What did Chief Seattle say?
In pursuit of historical veracity I came across extracts from F.J. Grant’s report (pp. 433-6 of his History of Seattle, Washington) of the speech of Chief Sealth—as translated from someone else’s Chinook translation of Sealth’s into English by Henry Smith, then printed in a now unreadable edition of the Seattle Sunday Star, 29 October 1887—the whole of which I found by looking at Furtwangler’s Answering Chief Seattle on Google.
As many removes away from some situated original as this might be, it is also a long, long ways from the widely reprinted text of “Chief Seattle’s speech” that circulates in the Green movement. What struck me was the sympathetic recognition of the burden of a bleak, unforgiving religion contained in this thoroughly hybrid text. Whether it is the voice of a white man, disenfranchised from the traditions of his forebears through some shattering encounter, or the voice of a chief seeing his people’s true doom, or some conversation between them, the description is painfully acute.
[p.14] Your god seems to us to be partial. He came to the white man. We never saw him; never even heard his voice; he gave the white man laws, but he had no word for his red children whose teeming millions filled this vast continent as stars fill the firmament. No, we are two distinct races and must ever remain so. There is little in common between us. The ashes of out ancestors are [15] sacred and their final resting place is hallowed ground, while you wander away from the tombs of your fathers seemingly without regret.
Your religion was written on tablets of stone by the iron finger of an angry god, lest you might forget it. The red man could never remember nor comprehend it.
Our religion is the traditions of our ancestors, the dreams of our old men, given them by the great spirit, and the visions of our sachems, and is written in the hearts of our people.

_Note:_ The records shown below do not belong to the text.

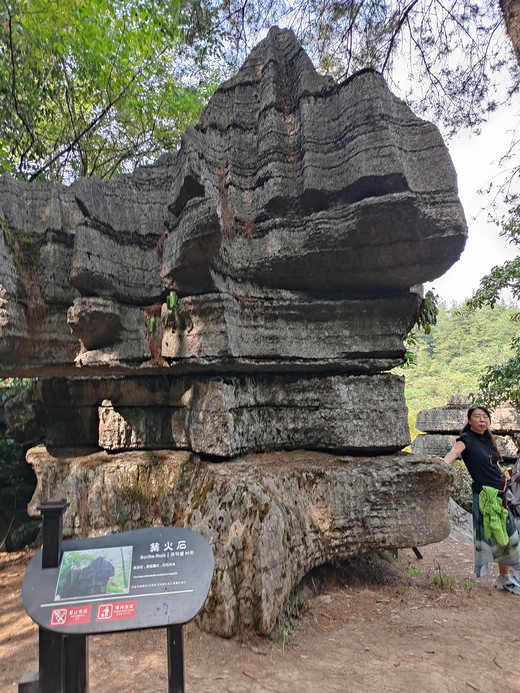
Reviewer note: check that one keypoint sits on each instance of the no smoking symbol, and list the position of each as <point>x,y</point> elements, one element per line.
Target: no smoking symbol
<point>58,617</point>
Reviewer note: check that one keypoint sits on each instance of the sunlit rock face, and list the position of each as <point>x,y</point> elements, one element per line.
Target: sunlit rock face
<point>295,223</point>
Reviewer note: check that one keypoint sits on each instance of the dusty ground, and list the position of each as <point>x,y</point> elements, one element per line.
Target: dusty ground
<point>393,630</point>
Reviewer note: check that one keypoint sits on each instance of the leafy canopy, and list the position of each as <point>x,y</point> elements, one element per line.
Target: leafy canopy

Your dead cease to love you and the homes of their nativity as soon as they pass the portals of the tomb. They wander far off beyond the stars, as soon forgotten, and never return. Our dead never forget the beautiful world that gave them being. They still love its winding rivers, its great mountains and its sequestered vales, and they ever yearn in their tenderest affection over the lonely hearted living and often return to visit and comfort them.
Wow. That’s much better than the cloying gleep that is usually reprinted.
As a child, I would find arrowheads and metates left behind by Gabrieleno or Chumash—and I give credit to my parents for making sure I knew those names. As an adult I have burnt and scattered both my parents, and I know exactly where they are, and what trees those ashes fed. That is not any practice their ancestors brought with them to Turtle Island, and although I know it’s a relatively new practice in my family, I do not know who taught us to do this.